Metadata-Version: 1.1
Name: django-analyze
Version: 0.4.21
Summary: A general purpose framework for training and testing classification algorithms.
Home-page: https://github.com/chrisspen/django-analyze
Author: Chris Spencer
Author-email: chrisspen@gmail.com
License: LGPL
Description: Django-Analyze - Framework for managing classifiers
        ===================================================
        
        Overview
        --------
        
        There are tons of amazing algorithms and machine learning tools for
        detecting patterns in data. However, what most of these lack is a useful
        framework and UI for managing the often complicated setup of the data
        flow and predictions.
        
        This package provides several tools for utilizing Django's admin
        interface and ORM to help organize and manage machine learning setups.
        
        The framework revolves around two basic objects:
        
        1. A problem, which organizes solutions to acheive some prediction goal.
           This is mainly implemented a genetic algorithm.

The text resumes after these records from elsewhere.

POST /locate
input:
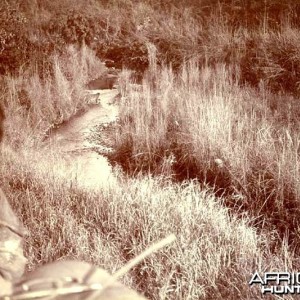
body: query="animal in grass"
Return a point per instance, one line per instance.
(59, 280)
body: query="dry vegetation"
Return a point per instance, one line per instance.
(209, 147)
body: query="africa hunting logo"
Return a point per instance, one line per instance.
(277, 283)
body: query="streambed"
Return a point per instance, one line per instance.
(71, 140)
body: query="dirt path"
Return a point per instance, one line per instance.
(71, 141)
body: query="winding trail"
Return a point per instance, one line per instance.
(72, 141)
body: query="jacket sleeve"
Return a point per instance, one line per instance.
(12, 232)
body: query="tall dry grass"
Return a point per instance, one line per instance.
(205, 126)
(34, 104)
(214, 256)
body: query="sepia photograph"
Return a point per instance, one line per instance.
(149, 149)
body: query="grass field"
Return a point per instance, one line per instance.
(208, 149)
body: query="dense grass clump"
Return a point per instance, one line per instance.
(208, 142)
(201, 124)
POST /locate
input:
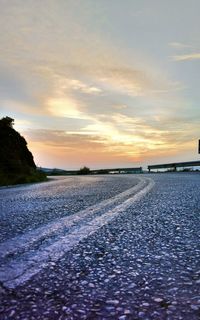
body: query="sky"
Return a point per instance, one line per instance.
(102, 83)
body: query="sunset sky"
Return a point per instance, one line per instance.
(102, 83)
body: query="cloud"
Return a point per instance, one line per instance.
(187, 57)
(179, 45)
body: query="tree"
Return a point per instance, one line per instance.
(7, 121)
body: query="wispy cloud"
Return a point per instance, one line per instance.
(185, 57)
(179, 45)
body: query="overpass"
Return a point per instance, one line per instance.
(174, 165)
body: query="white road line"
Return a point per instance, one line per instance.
(18, 271)
(25, 241)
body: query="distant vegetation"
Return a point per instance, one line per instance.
(16, 161)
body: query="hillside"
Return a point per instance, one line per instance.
(16, 161)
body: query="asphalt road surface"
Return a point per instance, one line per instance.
(101, 247)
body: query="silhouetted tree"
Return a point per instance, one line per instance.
(7, 121)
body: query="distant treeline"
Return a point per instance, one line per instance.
(16, 161)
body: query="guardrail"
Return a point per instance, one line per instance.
(174, 165)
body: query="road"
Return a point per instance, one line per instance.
(101, 247)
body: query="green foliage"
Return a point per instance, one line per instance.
(84, 170)
(16, 161)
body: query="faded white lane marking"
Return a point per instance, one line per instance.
(18, 271)
(25, 241)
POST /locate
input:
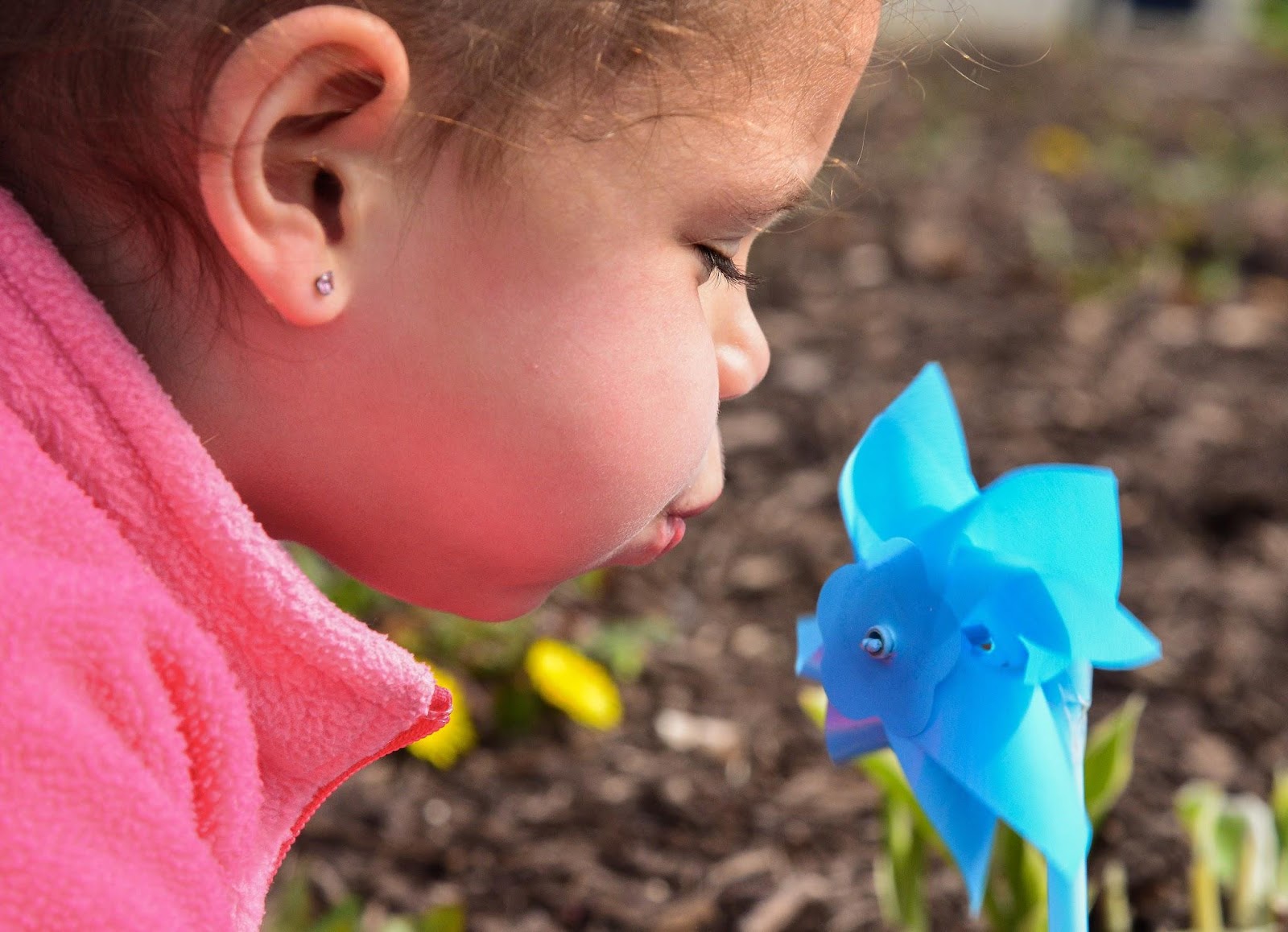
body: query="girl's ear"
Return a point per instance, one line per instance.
(293, 160)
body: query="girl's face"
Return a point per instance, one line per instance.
(525, 381)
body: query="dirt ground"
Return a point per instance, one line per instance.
(1098, 254)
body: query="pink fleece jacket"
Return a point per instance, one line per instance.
(175, 697)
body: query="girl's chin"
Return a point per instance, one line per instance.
(656, 538)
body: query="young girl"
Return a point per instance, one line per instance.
(448, 291)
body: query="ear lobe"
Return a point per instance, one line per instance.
(293, 124)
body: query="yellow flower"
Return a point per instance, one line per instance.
(575, 684)
(813, 702)
(446, 745)
(1060, 151)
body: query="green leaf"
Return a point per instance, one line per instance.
(1199, 805)
(1253, 885)
(1114, 905)
(1279, 803)
(882, 769)
(343, 918)
(1015, 897)
(1108, 765)
(450, 918)
(625, 646)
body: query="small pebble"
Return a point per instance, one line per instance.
(750, 431)
(1175, 324)
(751, 641)
(759, 573)
(1242, 326)
(866, 266)
(437, 813)
(805, 373)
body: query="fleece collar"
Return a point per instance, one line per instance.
(326, 693)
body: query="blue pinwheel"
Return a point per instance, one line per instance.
(965, 633)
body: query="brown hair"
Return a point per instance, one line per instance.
(84, 122)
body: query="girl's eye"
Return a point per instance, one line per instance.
(720, 266)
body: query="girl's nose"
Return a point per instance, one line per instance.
(742, 352)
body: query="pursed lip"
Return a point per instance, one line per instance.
(692, 511)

        2. A predictor, which organizes a specific solution to either guess a
           numeric value (i.e. regression) or a label (i.e. classification).
        
        I made this separation to help myself with maintainence over the life
        time of an application. Often, I'd want to monitor the accuracy of a
        solution, but also evaluation other potential solutions without
        interrupting the solution used for production predictions. Once a
        superior solution was found, then I'd want to push it into production
        use with as little effort as possible. By explicitly representing
        different solutions as different records in the database, I found I
        could easily monitor them and slip them in and out of use as needed.
        
        Problem
        -------
        
        The ``problem`` represents a domain where we're attempting to solve some
        prediction task, by either guessing a number or guessing a label. In the
        code, this is referred to as the ``Genome``. A record in the ``Genome``
        table represents a distinct problem domain and stores all the parameters
        used to control and manage the search for solutions.
        
        From the ``Genome`` you define ``Genes``, which are parameters available
        for use when attempting to solve the problem.
        
        Specific solutions to the problem are represented by the ``Genotype``
        model, which contains a list of genes and their associated values as
        key/values pairs.
        
        To search for the best solution to a problem, you first implement a
        custom evaluating function, which will take a genotype as an argument
        and return a positive number, called the fitness, representing its
        overall suitability in solving the problem. By default, a value of 0 is
        interpreted to be the worse possible fitness and increasing value
        representing increasing levels of suitability. Personally, I find it
        convenience and intuitive to bound fitness between 0 and 1, but this is
        not strictly enforced.
        
        You then set this function in your ``Genome's`` ``evaluator`` field and
        run the management command:
        
        ::
        
            python manage.py evolve_population --genome=<genome_id>
        
        Depending on the other settings in the genome, this will run for a
        maximum predetermined number of iterations or until improvement of the
        fitness has stalled. From the genome's admin change page, you can browse
        the list of generated genotypes and inspect their fitness, possibly
        selecting one for production use.
        
        For example, a simple genome might consist of a single gene called
        ``algorithm``, which contains one of several algorithm names (e.g.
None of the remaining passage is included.